El culto a la personalidad

Texto: Pedro Albornoz V. – Fotografía: RIG

Es conocido como culto a la personalidad (también culto a la persona) a la adoración y adulación excesiva a un caudillo o líder carismático, especialmente cuando se trata de un jefe de Estado.​

El culto a la personalidad (como concepto influido por Nikita Jrushchov en su discurso del XX Congreso del Partido Comunista de la Unión Soviética en el año 1956) es una elevación a dimensiones casi religiosas o sagradas de figuras de líderes carismáticos en la sociedad o la política. En las dictaduras es a menudo una forma de culto a la persona del dictador.

Las características del Culto a la Personalidad son las siguientes:

  • Exagerada devoción de todas las personas con el líder.
  • Exagerada adulación y adoración unipersonal al caudillo mimetizado con la figura del estado al que rige.
  • Hasta cuando el caudillo se enferma, se pretende que enferma el país.
  • Presencia de un «enemigo común» que justifica el rol histórico del líder como una potencia enemiga extranjera, un grupo económico o religioso, o un sistema político contrario al que se profesa.
  • Dicho enemigo común puede ser interno y externo a la vez, trabajando generalmente de forma coordinada contra el régimen y la integridad física del líder.
  • Recepción sin crítica de las expresiones en la opinión pública de la persona admirada.
  • Quién cuestiona al líder suele ser tildado de traidor.
  • Persecución de los críticos de la persona admirada, en parte con amenazas de muerte o a la salud de los críticos; es un tipo de blasfemia moderna castigada con aprehensión y desaparición de los críticos.​
  • Mimetizar la figura del líder con el Estado.
  • Si el líder es amenazado, pues la Patria es amenazada.
  • Si el líder dejase de gobernar, la Patria sería ingobernable.
  • Presencia exagerada de imágenes, fotografías y eslóganes en escuelas, edificios y en los medios.​
  • Designación de empresas, edificios públicos, escuelas, calles, avenidas, plazas, canchas deportivas, ciudades con el nombre del líder o con nombres propios y relevantes dentro de la ideología que este profesa (por ejemplo: Topónimos de Lenin).
  • Utilización de imágenes del líder o símbolos del partido en las carteleras de los proyectos del gobierno o sitios gubernamentales.​
  • Elaboración de relaciones (a menudo absurdas desde un punto de vista crítico) entre el líder y todos los aspectos de la vida.
  • Tendencia a creer la noción de que los problemas que puedan ocurrir de ninguna forma son responsabilidad directa del líder.
  • Tendencia a confusión entre los actos del Estado y los de la fuerza política que la gobierna, colocación de símbolos partidarios o colores elegidos para identificarse políticamente en espacios públicos y en los principales actos de gobierno.

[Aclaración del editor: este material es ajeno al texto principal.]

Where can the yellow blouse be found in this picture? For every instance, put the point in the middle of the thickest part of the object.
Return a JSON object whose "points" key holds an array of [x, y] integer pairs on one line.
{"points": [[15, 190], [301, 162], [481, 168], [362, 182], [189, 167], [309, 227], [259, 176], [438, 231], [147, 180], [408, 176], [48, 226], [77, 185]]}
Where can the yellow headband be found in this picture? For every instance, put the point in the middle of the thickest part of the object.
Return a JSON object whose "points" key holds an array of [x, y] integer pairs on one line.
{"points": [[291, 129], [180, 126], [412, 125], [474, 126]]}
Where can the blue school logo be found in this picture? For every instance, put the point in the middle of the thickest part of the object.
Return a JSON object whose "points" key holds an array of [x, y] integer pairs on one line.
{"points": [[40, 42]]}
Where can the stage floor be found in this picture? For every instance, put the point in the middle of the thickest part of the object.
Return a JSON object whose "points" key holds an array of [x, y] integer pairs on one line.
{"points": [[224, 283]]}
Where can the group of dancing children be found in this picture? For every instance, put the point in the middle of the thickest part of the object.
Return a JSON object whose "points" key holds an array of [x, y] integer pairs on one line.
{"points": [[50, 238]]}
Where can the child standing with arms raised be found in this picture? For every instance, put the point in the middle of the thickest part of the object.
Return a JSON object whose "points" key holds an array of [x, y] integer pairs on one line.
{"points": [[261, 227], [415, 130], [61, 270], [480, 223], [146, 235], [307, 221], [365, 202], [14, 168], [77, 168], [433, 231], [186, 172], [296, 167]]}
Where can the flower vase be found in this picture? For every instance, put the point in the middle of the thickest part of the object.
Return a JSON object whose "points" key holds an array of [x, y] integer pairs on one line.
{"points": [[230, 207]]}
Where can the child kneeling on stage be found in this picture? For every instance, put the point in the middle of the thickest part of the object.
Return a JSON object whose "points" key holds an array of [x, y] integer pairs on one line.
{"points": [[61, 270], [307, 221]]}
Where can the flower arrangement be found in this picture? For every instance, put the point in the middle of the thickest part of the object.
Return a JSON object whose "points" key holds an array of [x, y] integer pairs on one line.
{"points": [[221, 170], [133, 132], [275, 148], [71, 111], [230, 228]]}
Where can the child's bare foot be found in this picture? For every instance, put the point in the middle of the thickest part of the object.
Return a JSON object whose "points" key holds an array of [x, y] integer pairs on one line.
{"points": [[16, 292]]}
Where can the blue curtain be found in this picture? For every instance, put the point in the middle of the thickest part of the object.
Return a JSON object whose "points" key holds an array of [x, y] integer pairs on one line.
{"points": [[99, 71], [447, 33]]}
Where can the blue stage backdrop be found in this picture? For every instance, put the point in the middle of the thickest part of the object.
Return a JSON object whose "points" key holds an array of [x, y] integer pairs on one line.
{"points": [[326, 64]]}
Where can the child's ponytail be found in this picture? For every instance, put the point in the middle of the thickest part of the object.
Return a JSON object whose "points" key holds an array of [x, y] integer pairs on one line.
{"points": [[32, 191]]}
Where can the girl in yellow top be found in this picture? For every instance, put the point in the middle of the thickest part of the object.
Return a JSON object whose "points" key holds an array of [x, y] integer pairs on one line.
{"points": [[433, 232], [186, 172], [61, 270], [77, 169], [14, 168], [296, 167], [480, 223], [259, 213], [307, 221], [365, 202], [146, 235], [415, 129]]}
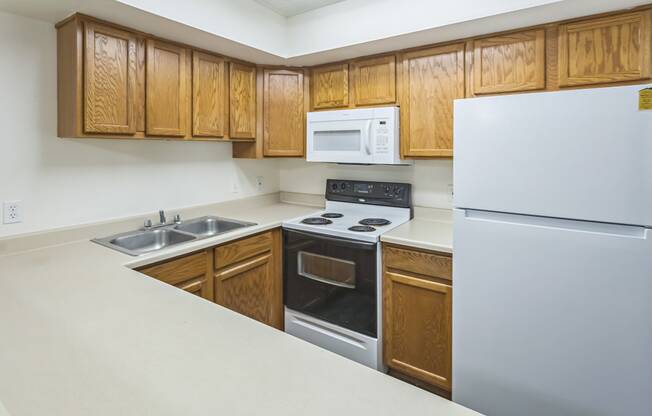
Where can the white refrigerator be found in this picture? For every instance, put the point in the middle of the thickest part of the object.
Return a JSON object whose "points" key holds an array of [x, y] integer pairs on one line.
{"points": [[552, 265]]}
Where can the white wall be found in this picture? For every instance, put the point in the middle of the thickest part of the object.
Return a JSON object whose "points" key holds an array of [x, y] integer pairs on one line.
{"points": [[431, 179], [64, 182]]}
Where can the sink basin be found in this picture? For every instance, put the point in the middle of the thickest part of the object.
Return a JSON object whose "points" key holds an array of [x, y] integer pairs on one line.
{"points": [[144, 241], [210, 226], [139, 242]]}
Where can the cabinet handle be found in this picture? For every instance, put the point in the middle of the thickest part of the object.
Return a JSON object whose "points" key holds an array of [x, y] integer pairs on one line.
{"points": [[243, 267]]}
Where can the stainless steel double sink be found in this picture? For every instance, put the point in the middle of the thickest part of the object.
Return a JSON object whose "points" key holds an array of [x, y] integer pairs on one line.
{"points": [[147, 240]]}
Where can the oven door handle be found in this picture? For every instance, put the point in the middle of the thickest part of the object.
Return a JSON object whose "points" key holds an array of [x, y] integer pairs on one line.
{"points": [[342, 241], [327, 281]]}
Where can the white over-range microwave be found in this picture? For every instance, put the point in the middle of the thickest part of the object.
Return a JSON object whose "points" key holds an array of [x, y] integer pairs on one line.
{"points": [[361, 136]]}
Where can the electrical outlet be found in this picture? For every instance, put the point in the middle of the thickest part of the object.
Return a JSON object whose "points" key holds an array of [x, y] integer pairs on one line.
{"points": [[12, 212]]}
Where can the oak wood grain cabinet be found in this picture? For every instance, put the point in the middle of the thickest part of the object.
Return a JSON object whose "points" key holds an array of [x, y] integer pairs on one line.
{"points": [[431, 80], [509, 63], [192, 273], [109, 80], [605, 50], [100, 80], [284, 113], [242, 101], [167, 89], [330, 86], [210, 96], [248, 277], [374, 80], [417, 314]]}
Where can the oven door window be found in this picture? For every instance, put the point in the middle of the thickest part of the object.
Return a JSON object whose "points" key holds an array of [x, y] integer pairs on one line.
{"points": [[326, 269], [332, 279]]}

​Según el psicólogo Gustav Bychowski, los rasgos de personalidad de políticos autoritarios están influenciados por factores psicológicos colectivos que favorecen el ascenso de la dictadura.

La obediencia y la sumisión ciegas a una autoridad autodesignada son posibles únicamente cuando el pueblo se siente debilitado por su propio yo y renuncia a la crítica y a la independencia conquistadas previamente. Ese debilitamiento puede manifestarse bajo el influjo de la ansiedad, el temor y la inseguridad. En tales circunstancias, el yo colectivo, jaqueado por su sentimiento de impotencia, regresa a una etapa más infantil y busca ansiosamente ayuda, apoyo y salvación.